Tropical_Willie's avatar

I don’t hang on “Wait time !”

It is done when it is done !!!

I do other things . . . . I don’t wait for first thing to be done to start another . . . ..

ragingloli's avatar

I spend all of my time.
Waiting for the sweet release of death.

RedDeerGuy1's avatar

@ragingloli Your prayer is important to us. Your prayer will be answered in the order that it was received. Due to higher prayer volumes, your wait could be estimated for 50 years or so. Please stay in the line. Your prayer is important to us.

RayaHope's avatar

I just get on my phone, unless I’m waiting for something on my phone. Then I start doing something else and forget about what I was waiting on in the first place. But now I got school stuff so I’m plenty busy now.

Kropotkin's avatar

100% of it.

Zaku's avatar

Back when I was about 5 years old, there was a class we had to endure on things like underlining the vowels in sentences the teacher wrote on a board for us to copy and underline. Or learning how to address an envelope.

It involved a lot of waiting, because it was super-trivial and involved a lot of doing nothing. It was there that I remember realizing that I could use such periods of time, or any periods that would otherwise be boring, by using my imagination in elaborate considerations about whatever I wanted. That and one other lesson about feeling bored from my mom about the same time, and I’ve rarely been bored since. I do find it helpful sometimes to have something to write with/on. And with portable Internet devices, no one these days should have much excuse, unless they’ve not realized how they can use their imaginations yet.

It only doesn’t work when something makes it too difficult, such as illness, great fatigue, or other distractions.

LostInParadise's avatar

Just because you are waiting for something does not mean you have to put your life on hold. Find something to do while you are waiting.

Speaker phones are great for when your phone call is on hold.

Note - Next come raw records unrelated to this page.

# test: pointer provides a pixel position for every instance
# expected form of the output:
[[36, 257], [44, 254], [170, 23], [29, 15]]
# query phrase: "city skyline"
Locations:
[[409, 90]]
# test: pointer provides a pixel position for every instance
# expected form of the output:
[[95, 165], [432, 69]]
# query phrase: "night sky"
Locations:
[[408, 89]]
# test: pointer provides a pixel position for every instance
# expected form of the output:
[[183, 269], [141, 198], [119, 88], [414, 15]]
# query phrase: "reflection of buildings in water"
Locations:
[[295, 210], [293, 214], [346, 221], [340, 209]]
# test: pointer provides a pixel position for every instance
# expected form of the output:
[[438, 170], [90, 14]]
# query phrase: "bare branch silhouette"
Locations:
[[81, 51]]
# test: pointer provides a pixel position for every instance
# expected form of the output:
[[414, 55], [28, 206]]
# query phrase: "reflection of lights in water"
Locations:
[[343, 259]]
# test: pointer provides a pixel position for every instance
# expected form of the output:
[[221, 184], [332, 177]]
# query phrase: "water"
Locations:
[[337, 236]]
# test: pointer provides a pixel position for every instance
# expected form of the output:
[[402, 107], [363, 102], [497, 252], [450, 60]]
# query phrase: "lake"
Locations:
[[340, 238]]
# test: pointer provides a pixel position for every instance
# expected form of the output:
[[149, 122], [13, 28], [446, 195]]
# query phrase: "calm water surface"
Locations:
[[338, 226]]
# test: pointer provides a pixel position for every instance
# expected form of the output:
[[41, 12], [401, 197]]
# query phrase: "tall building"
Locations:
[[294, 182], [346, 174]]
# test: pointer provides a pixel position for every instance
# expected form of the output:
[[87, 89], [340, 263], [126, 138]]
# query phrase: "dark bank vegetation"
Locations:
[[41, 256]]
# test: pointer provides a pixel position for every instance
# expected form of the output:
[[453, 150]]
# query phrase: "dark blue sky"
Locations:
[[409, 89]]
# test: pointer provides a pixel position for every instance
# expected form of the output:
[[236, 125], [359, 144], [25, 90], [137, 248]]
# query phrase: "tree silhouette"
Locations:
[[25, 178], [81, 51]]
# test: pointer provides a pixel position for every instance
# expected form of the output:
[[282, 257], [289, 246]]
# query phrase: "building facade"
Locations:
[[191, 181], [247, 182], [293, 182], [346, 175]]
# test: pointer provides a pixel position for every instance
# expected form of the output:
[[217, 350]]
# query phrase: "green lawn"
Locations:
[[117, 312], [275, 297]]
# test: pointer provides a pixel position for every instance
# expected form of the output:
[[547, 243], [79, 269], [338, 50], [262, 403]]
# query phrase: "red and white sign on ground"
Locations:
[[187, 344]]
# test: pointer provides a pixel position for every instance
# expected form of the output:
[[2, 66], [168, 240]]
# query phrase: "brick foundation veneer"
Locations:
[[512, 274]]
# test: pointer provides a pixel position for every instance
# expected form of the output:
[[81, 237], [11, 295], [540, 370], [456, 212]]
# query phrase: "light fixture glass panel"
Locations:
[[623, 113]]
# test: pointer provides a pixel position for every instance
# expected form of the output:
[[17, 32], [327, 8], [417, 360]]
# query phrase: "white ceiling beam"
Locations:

I can always find something to do on the computer while I am waiting.

You can also save time by waiting for two things at once. I put a bagel in the toaster while I am waiting for the water for my oatmeal to start boiling.

elbanditoroso's avatar

Hang on, I’ll tell you a bit later.

Smashley's avatar

As little as possible. Waiting is like inverse wealth. The less money you have, the more you have to wait for things. So to increase my own sense of wealth, I frequently skip lines. I often decide not to buy what I had intended to, because my perception of cost includes the wait. If a restaurant looks busy, I find another. When I’m on hold, I put it on speaker and try to do something else. Sometimes I’m a bit shameless in using my daughter’s wheelchair to jump queues, but since basically everything about disability involves waiting, I don’t worry about it,

flutherother's avatar

Almost all of it. I have become so adept at waiting that I can wait on multiple things at the same time without breaking sweat.